Leyla Cheamil, 27.06.2013, 15:13
A number of times in the past, Romania has resorted to loans from the International Monetary Fund when it needed to. The latest such stand-by agreement was signed in the spring of 2011 as an extension of a previous deal signed 2009, and was due to end in March this year. However, the International Monetary Fund board approved a request by the authorities in Bucharest to extend the agreement by three months, until the end of June, to allow the government to reduce arrears and take measures to improve the management of state-owned companies.

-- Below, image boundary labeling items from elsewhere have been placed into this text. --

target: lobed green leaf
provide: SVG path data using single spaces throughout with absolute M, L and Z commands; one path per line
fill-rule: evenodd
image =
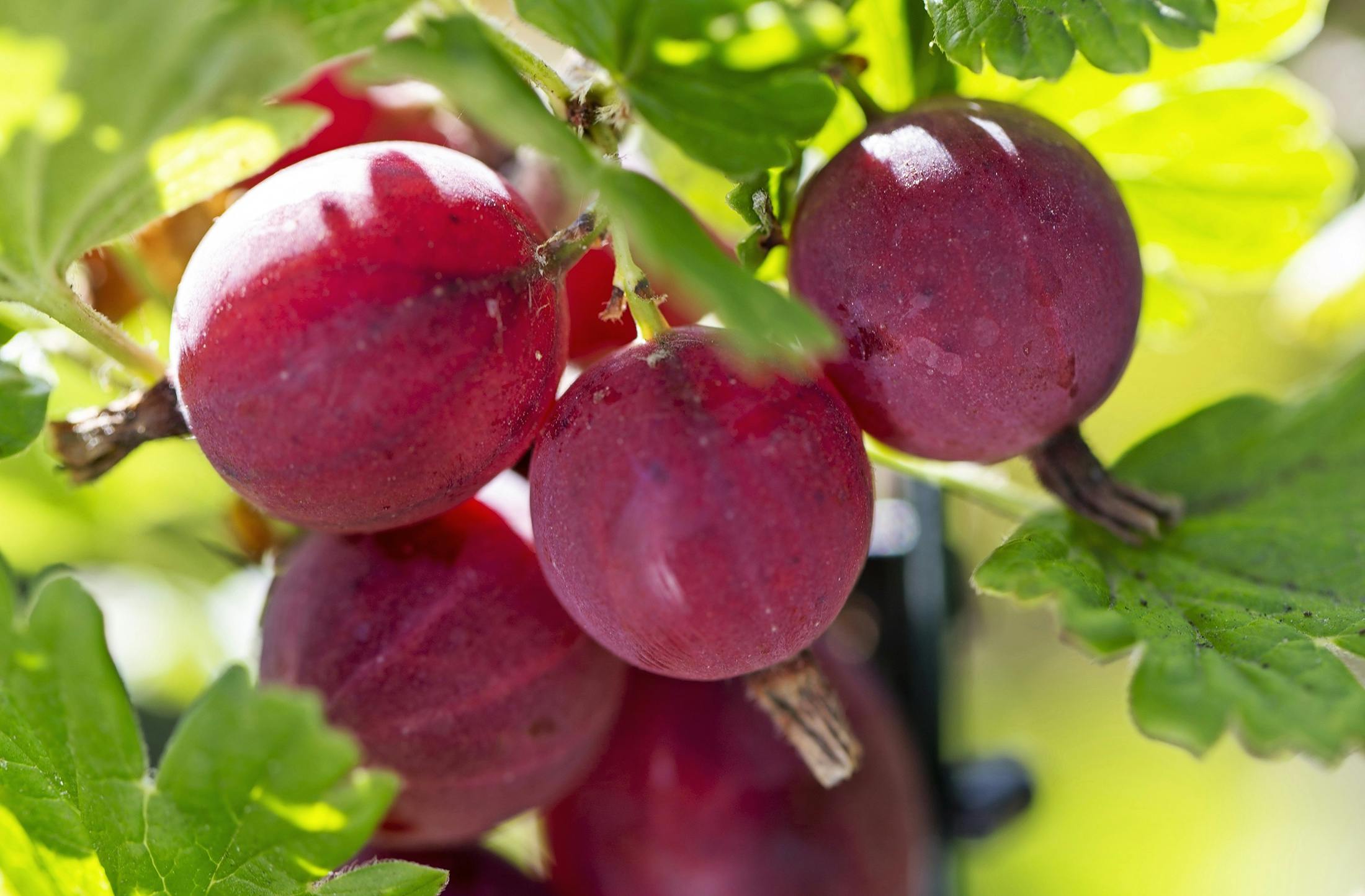
M 1059 78 L 1077 48 L 1097 68 L 1133 72 L 1151 59 L 1148 31 L 1194 46 L 1213 30 L 1213 0 L 927 0 L 938 44 L 972 71 L 984 59 L 1011 78 Z
M 818 64 L 852 37 L 829 0 L 516 5 L 524 19 L 601 63 L 655 130 L 737 180 L 786 167 L 797 141 L 820 130 L 835 93 Z
M 20 627 L 12 604 L 0 580 L 0 877 L 18 896 L 317 892 L 382 818 L 396 779 L 355 769 L 314 697 L 257 691 L 240 668 L 190 709 L 153 777 L 90 597 L 51 579 Z M 367 878 L 434 893 L 433 874 Z
M 797 347 L 816 354 L 835 347 L 811 309 L 748 276 L 663 187 L 588 149 L 545 108 L 486 29 L 472 15 L 431 22 L 419 36 L 381 48 L 373 64 L 430 81 L 500 139 L 556 158 L 584 193 L 598 193 L 601 206 L 621 220 L 632 250 L 651 269 L 674 279 L 689 299 L 721 318 L 743 354 L 796 362 Z
M 1114 474 L 1185 499 L 1160 541 L 1125 545 L 1048 514 L 977 587 L 1057 601 L 1100 654 L 1141 646 L 1137 725 L 1203 753 L 1235 728 L 1257 754 L 1365 747 L 1365 362 L 1299 404 L 1238 397 L 1130 451 Z
M 319 115 L 262 100 L 410 3 L 0 0 L 0 300 L 79 326 L 72 261 L 300 142 Z

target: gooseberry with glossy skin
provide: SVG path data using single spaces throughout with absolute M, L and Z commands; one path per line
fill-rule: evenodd
M 928 800 L 895 709 L 824 662 L 865 747 L 824 789 L 740 682 L 632 672 L 602 759 L 547 815 L 561 896 L 920 896 Z
M 625 667 L 564 613 L 478 501 L 375 534 L 314 534 L 262 619 L 261 677 L 318 691 L 404 788 L 377 835 L 442 847 L 561 796 L 597 758 Z
M 526 451 L 564 372 L 542 239 L 502 179 L 450 149 L 366 143 L 281 171 L 180 281 L 190 430 L 243 497 L 311 529 L 459 504 Z
M 390 859 L 449 871 L 450 881 L 441 891 L 441 896 L 551 896 L 545 884 L 531 880 L 505 859 L 478 847 L 418 851 L 375 850 L 363 852 L 356 862 Z
M 620 320 L 603 321 L 612 300 L 616 258 L 610 246 L 595 246 L 564 275 L 564 302 L 569 310 L 569 361 L 590 361 L 635 339 L 635 321 L 625 309 Z M 700 314 L 666 281 L 650 277 L 650 285 L 666 300 L 659 306 L 663 320 L 674 326 L 695 324 Z
M 318 70 L 300 87 L 280 97 L 283 104 L 311 105 L 328 113 L 328 120 L 300 146 L 281 156 L 262 173 L 247 180 L 253 186 L 265 178 L 322 153 L 381 141 L 414 141 L 449 146 L 475 154 L 479 141 L 467 124 L 415 96 L 405 85 L 366 86 L 347 78 L 349 63 Z
M 643 669 L 723 679 L 808 647 L 867 556 L 872 477 L 822 380 L 753 382 L 721 331 L 670 329 L 579 377 L 531 458 L 554 593 Z
M 936 98 L 805 187 L 793 290 L 841 332 L 827 369 L 909 453 L 1003 460 L 1089 414 L 1127 365 L 1137 240 L 1099 163 L 1026 109 Z

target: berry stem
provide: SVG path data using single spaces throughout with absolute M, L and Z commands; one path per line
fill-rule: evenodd
M 744 684 L 822 785 L 834 787 L 857 772 L 863 744 L 814 653 L 803 650 L 786 662 L 751 672 Z
M 188 436 L 190 426 L 180 414 L 175 387 L 160 380 L 146 392 L 134 392 L 109 407 L 55 421 L 49 434 L 52 452 L 71 481 L 81 484 L 98 479 L 143 443 Z
M 872 463 L 936 485 L 945 492 L 958 494 L 1009 519 L 1022 520 L 1055 507 L 1047 496 L 1018 485 L 1001 470 L 965 460 L 946 462 L 912 458 L 883 445 L 871 436 L 863 437 L 863 445 Z
M 644 340 L 651 340 L 669 328 L 659 311 L 659 303 L 650 292 L 650 281 L 635 264 L 631 255 L 631 244 L 627 242 L 625 231 L 616 221 L 606 225 L 612 240 L 612 254 L 616 257 L 616 277 L 612 280 L 612 305 L 617 306 L 617 296 L 624 296 L 631 306 L 631 317 Z
M 53 285 L 25 302 L 76 333 L 128 370 L 152 382 L 165 376 L 165 363 L 117 324 L 82 302 L 67 287 Z
M 1029 453 L 1039 481 L 1072 511 L 1103 526 L 1130 545 L 1159 538 L 1185 509 L 1174 496 L 1155 494 L 1114 479 L 1069 426 Z
M 598 242 L 607 228 L 605 216 L 588 209 L 572 224 L 541 243 L 536 250 L 536 261 L 541 273 L 546 277 L 558 277 L 572 268 L 592 244 Z
M 853 98 L 857 101 L 859 107 L 863 109 L 863 116 L 867 117 L 867 123 L 880 122 L 890 112 L 882 108 L 876 100 L 872 98 L 859 81 L 859 75 L 867 71 L 867 59 L 863 56 L 845 55 L 841 56 L 833 67 L 830 75 L 842 85 Z

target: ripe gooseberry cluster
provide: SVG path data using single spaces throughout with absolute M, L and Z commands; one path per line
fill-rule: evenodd
M 725 679 L 797 657 L 842 608 L 872 522 L 861 429 L 945 459 L 1028 452 L 1121 533 L 1171 515 L 1069 434 L 1137 320 L 1112 183 L 1010 107 L 874 126 L 792 236 L 793 285 L 848 340 L 829 380 L 741 374 L 721 331 L 684 325 L 556 402 L 569 324 L 543 243 L 482 163 L 378 142 L 266 178 L 195 251 L 183 419 L 238 492 L 318 530 L 272 590 L 263 677 L 321 692 L 404 776 L 385 848 L 564 798 L 568 896 L 912 892 L 923 800 L 890 710 L 835 673 L 867 768 L 824 792 Z M 601 303 L 594 251 L 569 291 Z M 472 500 L 532 440 L 534 549 Z

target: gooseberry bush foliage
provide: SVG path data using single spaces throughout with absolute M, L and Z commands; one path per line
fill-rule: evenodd
M 1052 598 L 1096 654 L 1141 646 L 1132 708 L 1144 732 L 1196 753 L 1230 729 L 1257 754 L 1335 761 L 1365 747 L 1351 671 L 1365 657 L 1365 367 L 1293 403 L 1207 408 L 1112 477 L 1076 430 L 1134 332 L 1181 326 L 1201 290 L 1274 275 L 1347 195 L 1349 157 L 1274 66 L 1320 7 L 1228 8 L 0 0 L 0 81 L 12 85 L 0 101 L 0 456 L 12 456 L 0 494 L 29 496 L 0 511 L 67 494 L 35 445 L 49 419 L 146 389 L 179 414 L 180 429 L 158 434 L 192 433 L 232 489 L 321 530 L 276 585 L 266 683 L 224 673 L 154 772 L 79 580 L 30 559 L 0 574 L 0 892 L 456 892 L 478 877 L 468 869 L 511 871 L 483 855 L 392 851 L 336 869 L 367 843 L 476 836 L 584 773 L 549 815 L 551 843 L 572 852 L 561 892 L 665 892 L 648 862 L 674 866 L 670 843 L 642 843 L 648 860 L 629 866 L 579 821 L 620 806 L 644 740 L 736 787 L 777 769 L 743 836 L 781 836 L 796 794 L 823 807 L 830 830 L 815 845 L 833 850 L 830 880 L 904 892 L 910 859 L 867 855 L 859 836 L 871 817 L 924 824 L 906 814 L 915 785 L 897 733 L 870 723 L 856 773 L 870 777 L 824 792 L 744 714 L 738 686 L 715 680 L 788 660 L 830 624 L 867 548 L 868 458 L 995 507 L 1043 507 L 973 582 Z M 463 137 L 274 101 L 343 57 L 356 83 L 431 85 Z M 332 142 L 313 152 L 334 153 L 277 165 L 310 154 L 319 127 Z M 371 139 L 427 146 L 355 146 Z M 994 191 L 919 186 L 935 165 L 986 183 L 1013 160 L 1026 165 L 1011 169 L 1020 182 Z M 536 165 L 553 190 L 536 186 Z M 251 184 L 171 279 L 173 321 L 147 303 L 120 325 L 90 299 L 87 253 L 130 261 L 149 225 Z M 355 198 L 366 190 L 373 208 Z M 1037 225 L 1054 213 L 1084 225 Z M 284 227 L 299 220 L 321 224 Z M 998 220 L 1017 227 L 1001 236 Z M 891 253 L 893 231 L 913 232 L 917 251 Z M 954 246 L 947 268 L 935 239 Z M 1010 284 L 1020 296 L 1001 311 L 1007 268 L 1036 276 Z M 356 281 L 371 292 L 348 292 Z M 457 300 L 429 300 L 448 288 Z M 367 305 L 374 291 L 392 306 Z M 661 309 L 663 292 L 676 302 Z M 308 325 L 347 303 L 367 316 L 359 331 Z M 646 341 L 588 367 L 556 404 L 566 359 L 595 361 L 633 332 L 616 322 L 627 337 L 597 331 L 575 347 L 583 307 L 590 325 L 603 324 L 597 307 L 633 320 Z M 703 314 L 723 329 L 695 328 Z M 328 339 L 356 340 L 354 367 L 319 373 Z M 497 363 L 460 354 L 480 340 Z M 1020 369 L 1036 377 L 1011 381 Z M 898 381 L 905 370 L 917 373 Z M 1001 388 L 1014 400 L 996 400 Z M 433 392 L 444 399 L 425 406 Z M 102 471 L 154 428 L 152 410 L 127 404 L 67 437 L 131 429 L 94 458 Z M 468 501 L 535 437 L 539 565 Z M 773 451 L 756 460 L 759 437 Z M 1020 453 L 1066 508 L 962 463 Z M 89 486 L 105 497 L 56 520 L 66 553 L 45 559 L 209 563 L 198 545 L 222 541 L 235 499 L 202 463 L 175 463 L 158 486 L 176 492 L 169 504 L 117 471 Z M 650 484 L 647 507 L 613 478 L 627 468 Z M 254 511 L 233 519 L 238 548 L 248 523 L 269 548 Z M 693 552 L 681 574 L 674 545 Z M 367 576 L 378 585 L 358 585 Z M 672 605 L 631 602 L 658 582 Z M 763 589 L 771 621 L 725 620 Z M 374 619 L 351 641 L 318 639 L 313 623 L 329 613 Z M 528 617 L 536 627 L 517 628 Z M 390 628 L 400 642 L 377 649 Z M 831 677 L 859 727 L 879 697 L 857 673 Z M 403 684 L 414 679 L 423 687 Z M 511 680 L 521 687 L 489 686 Z M 717 757 L 706 718 L 729 714 L 748 766 Z M 618 773 L 587 772 L 603 748 Z M 490 788 L 509 762 L 523 777 Z M 388 769 L 429 787 L 399 796 Z M 890 804 L 889 792 L 908 796 Z M 691 826 L 687 787 L 633 796 L 618 824 L 658 803 Z M 876 814 L 863 799 L 880 800 Z M 770 884 L 732 859 L 736 892 Z

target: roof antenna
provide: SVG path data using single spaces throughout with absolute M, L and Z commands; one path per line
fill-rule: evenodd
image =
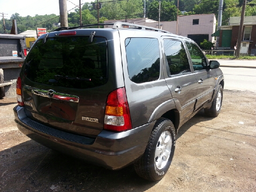
M 93 38 L 93 37 L 95 34 L 95 32 L 93 31 L 90 34 L 90 36 L 89 37 L 89 38 L 88 39 L 88 42 L 89 43 L 91 43 L 92 42 L 92 39 Z
M 43 43 L 44 44 L 45 42 L 46 42 L 46 38 L 48 37 L 48 34 L 47 34 L 46 35 L 44 38 L 43 39 Z

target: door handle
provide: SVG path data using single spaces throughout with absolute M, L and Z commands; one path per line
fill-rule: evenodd
M 180 93 L 180 91 L 182 89 L 180 86 L 178 85 L 177 86 L 177 88 L 175 89 L 174 91 L 176 93 Z
M 199 84 L 202 84 L 203 83 L 203 81 L 204 81 L 204 80 L 203 80 L 203 79 L 201 78 L 200 79 L 200 80 L 198 81 L 198 83 Z

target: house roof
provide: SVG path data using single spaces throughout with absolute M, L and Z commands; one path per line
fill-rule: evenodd
M 240 25 L 241 17 L 230 17 L 229 25 Z M 256 25 L 256 16 L 246 16 L 244 19 L 244 25 Z
M 36 37 L 36 31 L 35 30 L 27 30 L 19 35 L 26 35 L 28 37 Z

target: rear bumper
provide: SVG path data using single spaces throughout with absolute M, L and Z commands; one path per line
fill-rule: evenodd
M 47 147 L 106 168 L 116 170 L 144 152 L 155 122 L 121 132 L 102 130 L 96 138 L 60 131 L 28 118 L 24 107 L 13 109 L 19 130 Z

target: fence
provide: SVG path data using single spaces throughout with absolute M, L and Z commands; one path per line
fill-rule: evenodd
M 206 54 L 210 54 L 213 55 L 233 55 L 235 56 L 235 50 L 203 50 L 203 51 L 205 52 Z

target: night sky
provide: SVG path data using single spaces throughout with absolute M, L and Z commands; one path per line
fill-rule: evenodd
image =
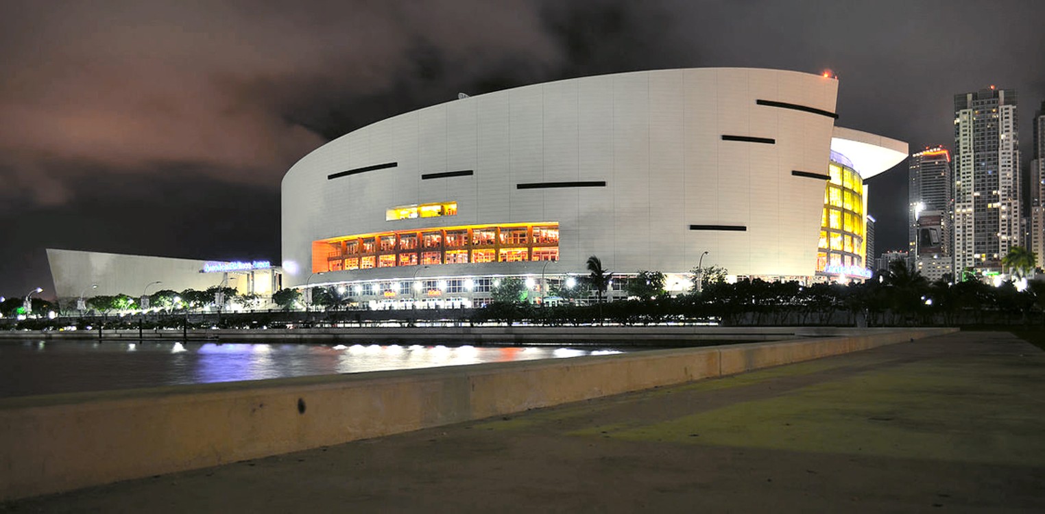
M 1045 2 L 0 0 L 0 295 L 44 248 L 279 261 L 279 186 L 330 139 L 561 78 L 758 67 L 840 80 L 838 124 L 953 142 L 955 93 L 1016 89 L 1023 166 Z M 906 244 L 906 163 L 868 180 Z

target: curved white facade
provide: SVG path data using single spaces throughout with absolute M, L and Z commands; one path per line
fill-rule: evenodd
M 616 272 L 684 273 L 704 251 L 705 266 L 730 274 L 813 276 L 837 88 L 791 71 L 648 71 L 516 88 L 374 123 L 283 178 L 286 285 L 583 273 L 589 255 Z M 422 178 L 445 172 L 462 173 Z M 392 207 L 429 202 L 456 202 L 457 213 L 386 220 Z M 558 261 L 312 275 L 314 241 L 509 223 L 557 223 Z

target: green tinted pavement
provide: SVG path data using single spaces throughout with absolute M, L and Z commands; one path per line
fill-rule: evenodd
M 19 512 L 1045 512 L 1045 352 L 960 333 Z

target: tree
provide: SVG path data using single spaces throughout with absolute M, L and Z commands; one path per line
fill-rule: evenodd
M 493 301 L 501 303 L 518 303 L 526 298 L 526 284 L 520 278 L 502 278 L 490 290 Z
M 175 307 L 175 298 L 181 295 L 178 291 L 162 289 L 148 295 L 149 307 L 170 310 Z
M 273 303 L 276 303 L 284 311 L 294 309 L 294 304 L 301 300 L 301 291 L 297 289 L 280 289 L 272 295 Z
M 609 280 L 613 272 L 603 269 L 602 261 L 595 255 L 588 258 L 587 270 L 588 284 L 595 289 L 595 294 L 599 303 L 602 303 L 602 296 L 606 293 L 606 289 L 609 288 Z
M 209 294 L 206 291 L 196 291 L 194 289 L 186 289 L 182 291 L 182 301 L 188 305 L 189 309 L 201 309 L 211 301 L 214 301 L 214 295 Z
M 126 311 L 134 308 L 134 298 L 125 294 L 118 294 L 116 296 L 94 296 L 88 298 L 87 307 L 101 313 L 108 313 L 110 311 Z
M 664 273 L 659 271 L 642 270 L 634 278 L 629 278 L 624 286 L 628 296 L 637 296 L 648 300 L 665 294 Z
M 703 285 L 721 285 L 725 284 L 725 276 L 729 273 L 725 268 L 720 266 L 704 266 L 702 268 L 693 268 L 691 271 L 693 277 L 691 278 L 692 284 L 690 286 L 690 291 L 697 292 L 700 290 L 700 280 L 703 278 Z
M 1027 271 L 1035 269 L 1036 261 L 1035 252 L 1022 246 L 1013 246 L 1008 249 L 1008 253 L 1001 258 L 1001 265 L 1008 268 L 1011 274 L 1023 277 Z

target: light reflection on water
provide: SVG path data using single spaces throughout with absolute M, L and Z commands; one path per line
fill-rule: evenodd
M 0 342 L 0 397 L 620 353 L 619 348 Z

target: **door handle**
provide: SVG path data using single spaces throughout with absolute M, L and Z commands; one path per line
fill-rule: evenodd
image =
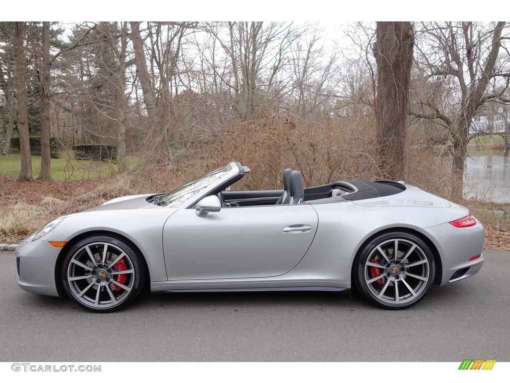
M 282 231 L 284 233 L 308 233 L 312 230 L 310 225 L 291 225 L 284 227 Z

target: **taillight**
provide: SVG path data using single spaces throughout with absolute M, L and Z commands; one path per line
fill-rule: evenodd
M 476 220 L 470 213 L 469 216 L 466 216 L 460 220 L 452 221 L 450 223 L 455 227 L 470 227 L 476 224 Z

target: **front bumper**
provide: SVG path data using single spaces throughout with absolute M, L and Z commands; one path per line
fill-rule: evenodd
M 58 297 L 55 266 L 61 249 L 47 242 L 36 240 L 32 235 L 16 249 L 18 273 L 16 281 L 26 291 L 42 295 Z

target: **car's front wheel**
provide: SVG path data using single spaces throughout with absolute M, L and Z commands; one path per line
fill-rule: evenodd
M 406 308 L 423 299 L 434 283 L 436 267 L 429 246 L 405 232 L 370 240 L 354 260 L 354 281 L 369 302 L 389 309 Z
M 146 272 L 138 252 L 120 238 L 85 238 L 67 251 L 62 279 L 69 297 L 96 313 L 115 311 L 131 303 L 144 285 Z

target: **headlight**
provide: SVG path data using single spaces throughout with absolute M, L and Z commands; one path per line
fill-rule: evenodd
M 51 222 L 47 224 L 45 226 L 36 233 L 35 235 L 34 235 L 34 237 L 32 238 L 32 242 L 35 241 L 36 240 L 38 240 L 43 235 L 45 235 L 52 230 L 55 229 L 57 227 L 57 225 L 60 223 L 64 218 L 65 217 L 60 217 L 59 218 L 57 218 L 56 220 L 54 220 Z

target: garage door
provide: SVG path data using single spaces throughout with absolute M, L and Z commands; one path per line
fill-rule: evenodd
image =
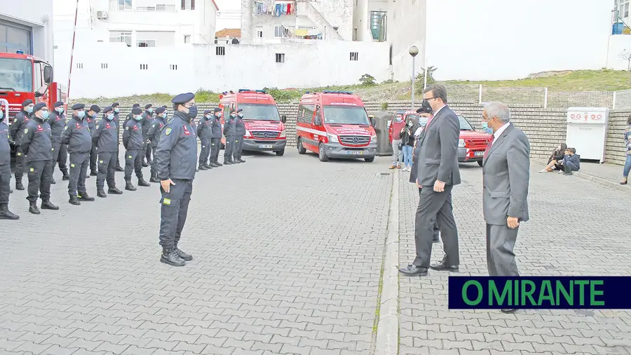
M 31 51 L 31 29 L 26 26 L 0 20 L 0 53 L 15 53 Z

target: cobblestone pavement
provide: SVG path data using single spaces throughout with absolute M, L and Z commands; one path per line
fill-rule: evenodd
M 624 192 L 576 176 L 538 174 L 531 168 L 530 221 L 520 227 L 515 253 L 524 275 L 631 274 L 631 235 Z M 461 164 L 454 189 L 461 274 L 487 275 L 482 170 Z M 400 262 L 414 259 L 418 190 L 400 178 Z M 433 260 L 442 257 L 434 244 Z M 447 274 L 400 278 L 400 345 L 404 354 L 631 354 L 631 312 L 611 311 L 449 311 Z M 624 292 L 622 291 L 621 292 Z
M 157 184 L 76 207 L 57 172 L 61 210 L 39 216 L 16 191 L 21 219 L 0 234 L 0 354 L 369 353 L 389 158 L 245 159 L 198 173 L 180 246 L 195 259 L 181 268 L 158 262 Z

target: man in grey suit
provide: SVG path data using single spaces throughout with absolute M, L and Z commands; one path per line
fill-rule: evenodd
M 489 102 L 482 112 L 493 130 L 482 162 L 482 208 L 487 222 L 487 265 L 491 276 L 518 276 L 515 242 L 528 220 L 530 144 L 510 123 L 508 107 Z M 502 309 L 513 313 L 516 309 Z
M 460 184 L 460 121 L 447 106 L 447 89 L 444 86 L 428 86 L 423 91 L 423 100 L 429 102 L 434 116 L 416 143 L 421 145 L 416 180 L 419 186 L 422 187 L 414 230 L 416 257 L 412 264 L 399 269 L 408 276 L 426 276 L 429 267 L 438 271 L 458 271 L 460 264 L 458 229 L 452 208 L 452 189 Z M 437 219 L 445 257 L 440 262 L 430 266 Z

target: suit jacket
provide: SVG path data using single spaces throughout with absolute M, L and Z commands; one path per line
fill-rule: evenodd
M 493 142 L 482 163 L 482 207 L 489 225 L 506 225 L 506 218 L 526 222 L 530 180 L 530 144 L 510 123 Z
M 460 121 L 445 106 L 423 130 L 416 146 L 419 162 L 416 176 L 421 186 L 432 186 L 436 180 L 447 185 L 460 184 L 458 168 L 458 141 Z

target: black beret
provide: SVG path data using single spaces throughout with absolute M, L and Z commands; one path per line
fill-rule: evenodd
M 194 98 L 195 94 L 194 94 L 193 93 L 186 93 L 175 96 L 171 100 L 171 102 L 173 102 L 175 105 L 182 105 L 185 104 Z
M 39 103 L 35 105 L 35 107 L 33 107 L 33 112 L 36 112 L 39 111 L 40 109 L 41 109 L 42 108 L 46 107 L 46 103 L 39 102 Z

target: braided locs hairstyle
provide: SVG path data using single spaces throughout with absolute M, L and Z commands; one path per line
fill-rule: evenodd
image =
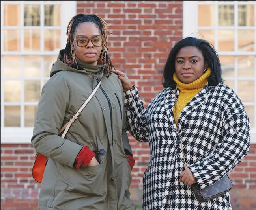
M 107 52 L 105 52 L 104 48 L 107 50 L 108 50 L 107 41 L 107 32 L 111 33 L 108 29 L 108 27 L 106 22 L 96 15 L 80 13 L 77 15 L 71 18 L 67 29 L 67 39 L 62 62 L 69 66 L 75 63 L 77 68 L 78 68 L 78 65 L 75 57 L 75 52 L 73 40 L 77 28 L 80 24 L 84 22 L 94 24 L 104 37 L 104 43 L 101 54 L 101 58 L 103 63 L 106 64 L 105 72 L 107 73 L 107 76 L 108 77 L 111 74 L 111 70 L 113 68 L 115 69 L 115 68 L 111 59 L 107 55 Z

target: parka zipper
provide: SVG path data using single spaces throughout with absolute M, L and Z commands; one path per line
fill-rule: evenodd
M 122 108 L 121 106 L 121 103 L 120 103 L 120 101 L 119 100 L 119 96 L 118 96 L 118 95 L 116 93 L 115 93 L 115 95 L 116 95 L 116 98 L 117 98 L 117 100 L 118 101 L 118 104 L 119 105 L 119 108 L 120 108 L 120 114 L 121 115 L 121 120 L 122 120 L 122 119 L 123 118 L 122 116 Z
M 98 82 L 99 82 L 97 79 L 97 81 Z M 109 99 L 109 98 L 108 98 L 107 95 L 106 93 L 106 92 L 101 87 L 101 85 L 99 86 L 99 88 L 102 91 L 102 92 L 104 94 L 104 96 L 105 96 L 105 97 L 107 99 L 107 100 L 108 101 L 108 106 L 109 106 L 109 109 L 110 110 L 110 122 L 111 122 L 110 123 L 111 125 L 111 134 L 112 134 L 112 144 L 113 144 L 113 142 L 114 140 L 113 136 L 113 116 L 112 116 L 112 107 L 111 106 L 111 103 L 110 103 L 110 100 Z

On Wednesday, the Fund took note of the two final assessment reports on its agreement with Romania and decided to make available a last instalment of 520 million euros. The 5 billion euro stand-by agreement is of a precautionary type and Bucharest did not have to access any of these funds. But while Romania has successfully completed its second stand-by agreement with the International Monetary Fund, its growth rate is still feeble and the economy still faces risks, said the Fund’s deputy director Nemat Shafik. Ms Shafik warned that structural reforms are critical for Romania to achieve its growth potential and create new jobs, while financial discipline is essential to macroeconomic stability. At the same time, the International Monetary Fund recalls that the significant fiscal adjustment operated after 2009 has allowed Romania to exit the EU excessive deficit procedure in June. The Fund has noted that all important targets have been met, said the minister delegate for budget, Liviu Voinea, who added that this is a good signal for Romania on international markets. One of the targets included in the stand-by agreement was the reduction of state budget arrears and the privatisation of the freight division of the Romanian Railway Company, a state company with big losses and debts.
With the latest agreement with the Fund now over, the authorities in Bucharest are now considering signing a new deal. Romania’s former International Monetary Fund representative and currently the vice-president of the European Investment Bank, Mihai Tanasescu, believes a new deal with the Fund is in the country’s best interest:
“I’m convinced that a new partnership with the International Monetary Fund is an anchor of stability for Romania’s economy and something that can bring about an acceleration of structural reforms.”
The finance minister Daniel Chitoiu says the Romanian authorities will contact the representatives of the Fund in July to set the date of their next visit to Romania for the signing of a new agreement.